Five survivors of the 444-day siege of the embassy have said they remember seeing Ahmadinejad, while Iranian veterans of the embassy standoff have denied that the hardliner was involved. AFP

by Olivier Knox

WASHINGTON – US President George W. Bush said Thursday that the charge that Iran’s hardline president-elect was a key player in the dramatic 1979 takeover of the US embassy in Tehran “raises many questions.”

Five survivors of the 444-day siege of the embassy have said they remember seeing Ahmadinejad, while Iranian veterans of the embassy standoff have denied that the hardliner was involved.

“I have no information” to confirm or refute the allegation, Bush said. “But obviously his involvement raises many questions, and knowing how active people are at finding answers to questions, I’m confident they’ll be found.”

White House spokesman Scott McClellan told reporters that the president, who had been speaking to four news organization including AFP, was referring to Ahmadinejad’s “reported involvement” and was not confirming the accusation.

McClellan said Washington was “looking into the facts” behind the charge but denied any formal investigation.

Ahmadinejad, 49, trounced moderate cleric Akbar Hashemi Rafsanjani in the second round run-off of Friday’s presidential vote to record the greatest upset in Iranian political history. Washington deemed the elections illegitimate.

A veteran of Iran’s Revolutionary Guards, Ahmadinejad was a founding member of the Office for Strengthening Unity Between Universities and Theological Seminaries (OSU), which organized the storming of the embassy compound, according to the Washington Times.

Retired army colonel Charles Scott, a former hostage, told the Washington Times newspaper “The new president of Iran is a terrorist.”

“As soon as I saw his picture in the paper, I knew that was the bastard … He was one of the top two or three leaders,” said the 73-year-old who lives in Jonesboro, Georgia.

Others among the dozens of Americans held at the embassy in the Iranian capital have also said they remembered Ahmadinejad.

Some 90 people inside the embassy compound were taken hostage. Fifty-two remained in captivity for 444 days until January 20, 1981, when Ronald Reagan was inaugurated as US president.

Donald Sharer, a retired Navy captain who was for a time a cellmate of Scott at the Evin prison in northern Tehran, remembered Ahmadinejad as “a hard-liner, a cruel individual.”

In an interview with CNN television, Sharer recalled an incident when Ahmadinejad “just called Colonel Scott and myself ‘pigs and dogs’ and said we deserved to be locked up forever.

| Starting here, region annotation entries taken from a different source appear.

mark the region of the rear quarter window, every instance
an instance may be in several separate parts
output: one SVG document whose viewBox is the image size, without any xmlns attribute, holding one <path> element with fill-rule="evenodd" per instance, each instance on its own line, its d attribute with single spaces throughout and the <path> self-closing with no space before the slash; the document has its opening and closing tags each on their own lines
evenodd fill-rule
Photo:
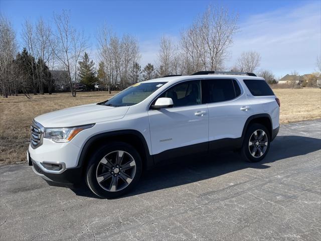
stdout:
<svg viewBox="0 0 321 241">
<path fill-rule="evenodd" d="M 244 79 L 245 85 L 254 96 L 274 95 L 269 85 L 261 79 Z"/>
</svg>

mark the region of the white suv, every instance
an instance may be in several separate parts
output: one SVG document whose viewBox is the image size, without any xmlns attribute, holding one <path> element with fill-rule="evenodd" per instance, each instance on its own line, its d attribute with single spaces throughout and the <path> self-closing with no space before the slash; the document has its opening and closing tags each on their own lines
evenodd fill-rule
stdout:
<svg viewBox="0 0 321 241">
<path fill-rule="evenodd" d="M 251 73 L 165 76 L 106 101 L 36 117 L 27 158 L 49 183 L 84 180 L 95 194 L 114 198 L 143 170 L 181 156 L 239 150 L 260 161 L 278 132 L 279 106 Z"/>
</svg>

“When you’re placed in a life threatening situation of that manner, you remember those things.”

So far five former hostages out of 52 who remained in captivity the whole 444 days have said they remember Ahmadinejad.

“Mr Ahmadinejad was never one of students following the path of the imam that took the spy den (US embassy). He was never there,” Mohsen Mirdamadi, an ex-hostage taker who went on to become a member of parliament, told AFP.

He told AFP that a picture circulating on the Internet and the printed media portraying a thickly bearded hostage-taker leading out a blindfolded American hostage did not show Ahmadinejad.

Abbas Abdi, who like Mirdamadi is regarded as one of the instigators of the embassy seizure, also fiercely denied that Ahmadinejad had anything to do with the operation.

“I say again: No Sir, he was not one of them. What I say is very clear. If you ask me if I know somebody and I say ‘no’ that is all I can say.”

In the roundtable interview, Bush also said he would push leaders of Britain, France and Germany — the so called “EU-3” — to keep pressing Iran to make sure that the Islamic republic does not develop nuclear weapons.

“My message is that it’s very important at this moment for the EU-3 to send a strong message to the new person there (Ahmadinejad) that the world is united,” the US president said.

“I believe the EU-3’s message is going to be a strong message,” said Bush.